Postoperative Pain
Conditions
Keywords
Postoperative pain, Stomach neoplasms, Nerve block
Brief summary
This prospective, randomized, single blinded study is designed to evaluate the postoperative analgesic efficacy of the ultrasound-guided subcostal transversus abdominis plane block in gastric cancer patients undergoing laparoscopic gastrectomy. We hypothesize that US guided subcostal TAP block with ropivacaine can significantly reduce postoperative opioid comparison in patients with laparoscopic gastrectomy.
Detailed description
Adult patients undergoing elective laparoscopic gastrectomy are randomly allocated to receive subcostal TAP block (n=56) or not (n=56), in addition to a standard postoperative analgesic regimen comprising of IV fentanyl-based patient-controlled analgesia (PCA) and NSAIDs as required. At the end of surgery, the TAP group patients will receive bilateral subcostal TAP block under ultrasound guidance with 15ml of 0.375% ropivacaine bilaterally. Each patient was assessed by a blinded investigator at 6, 12, 24, and 48 h postoperatively. The primary outcome is total fentanyl consumption at 24 h after surgery.
Interventions
At the end of surgery, an anesthesiologist will perform bilateral subcostal TAP block with 0.375% ropivacaine 15ml at each site under ultrasound guidance.

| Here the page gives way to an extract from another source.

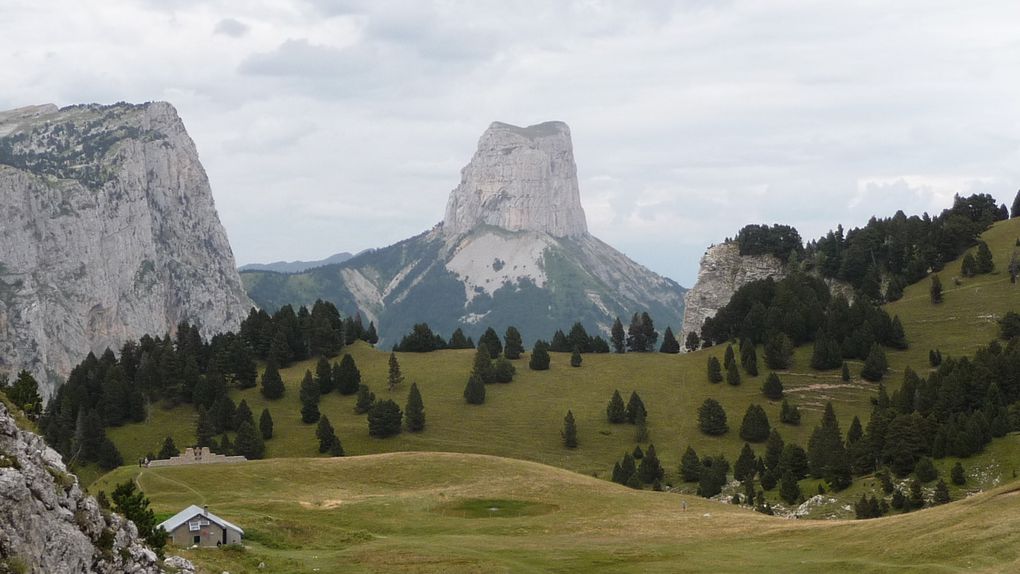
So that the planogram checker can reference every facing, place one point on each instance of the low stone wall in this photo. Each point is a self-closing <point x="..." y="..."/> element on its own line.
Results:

0.375% ropivacaine is injected to the transversus abdominis plane via 21G 100 mm stimulator needle (Echoplex®, Vygon, Ecouen, France)
0.375% ropivacaine is injected to the transversus abdominis plane via 21G 100 mm stimulator needle (Echoplex®, Vygon, Ecouen, France)
Sponsors
Study design
Masking description
We plan to perform TAPB in patients under general anesthesia. Physicians not involved in this study will investigate the outcomes.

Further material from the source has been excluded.